Como parte de la política de desregulación del Gobierno, el Parque Nacional Iguazú habilitó la realización de “microeventos” privados con hasta 60 participantes en áreas protegidas. La medida regirá de forma experimental por un año.
El Parque Nacional Iguazú autorizó la realización de eventos privados dentro del área natural protegida que alberga una de las siete maravillas naturales del mundo. La medida fue oficializada este lunes a través de la Resolución 460/2025 de la Administración de Parques Nacionales (APN), en el marco de la política de desregulación impulsada por el Gobierno nacional.
Según la normativa, se permitirá la realización de “microeventos” de hasta 60 participantes en el Área Cataratas del parque. Los operadores privados interesados deberán presentar una ficha de proyecto y suscribir una Declaración Jurada de Compromiso Ambiental ante las autoridades del parque. El esquema funcionará de manera experimental durante un año.
La decisión se conoce a poco más de un mes de que el Gobierno habilitara a prestadores privados a realizar actividades turísticas dentro de los Parques Nacionales.
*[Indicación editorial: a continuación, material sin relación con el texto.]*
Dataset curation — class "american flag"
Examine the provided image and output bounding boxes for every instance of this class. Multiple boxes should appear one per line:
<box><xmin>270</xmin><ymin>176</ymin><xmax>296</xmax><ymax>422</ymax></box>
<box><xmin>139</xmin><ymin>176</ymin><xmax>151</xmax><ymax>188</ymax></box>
El 18 de noviembre entró en vigencia el nuevo Reglamento de Permisos Turísticos (Resolución 62/2025), que flexibilizó la regulación de las actividades guiadas y redujo la obligatoriedad de contratar guías de turismo, salvo en actividades consideradas de riesgo.
Ahora, el Parque Nacional Iguazú avanza un paso más y autoriza eventos privados que no necesariamente estén vinculados a actividades ambientales o educativas. La iniciativa fue impulsada por la Intendencia del parque, que solicitó “agilizar el trámite de actividades de pequeña escala que se desarrollan sistemáticamente en sectores de uso público intensivo” y sostuvo que estas prácticas se realizan “sin implicar modificaciones permanentes ni generar impactos ambientales relevantes”.
La resolución argumenta que los microeventos se llevarán a cabo en áreas de uso público intensivo, con una “escala sustentable de participantes”, bajo impacto operativo y mediante una modalidad “consolidada” que requiere un procedimiento administrativo acorde a su naturaleza. Además, establece que deberán contar con la intervención de prestadores y concesionarios habilitados.
La modalidad experimental exige la presentación de una ficha de proyecto acompañada por una Declaración Jurada de Compromiso Ambiental y el cumplimiento estricto de las Medidas de Manejo Ambiental, incluidas como anexos de la resolución.
Desde la asunción de Javier Milei, la Administración de Parques Nacionales profundizó un proceso de desregulación de actividades dentro de los 39 parques nacionales del país. Esta política, cuestionada por trabajadores y especialistas, apunta a incrementar la participación de negocios privados en áreas protegidas y se da en paralelo con un fuerte ajuste presupuestario y cientos de despidos, incluidos brigadistas durante períodos críticos de incendios, como los registrados el año pasado en los parques Nahuel Huapi y Lanín.
En este contexto, guías de turismo y trabajadores de Parques Nacionales vienen denunciando que la desregulación del turismo en áreas protegidas pone en riesgo la preservación de la biodiversidad y debilita el rol del Estado. Entre los puntos más cuestionados se encuentra la intención oficial de eliminar la obligatoriedad de que las empresas contraten guías para excursiones dentro de los parques, salvo en actividades de riesgo, una medida que podría modificar de manera estructural el modelo de conservación y uso público de estos territorios.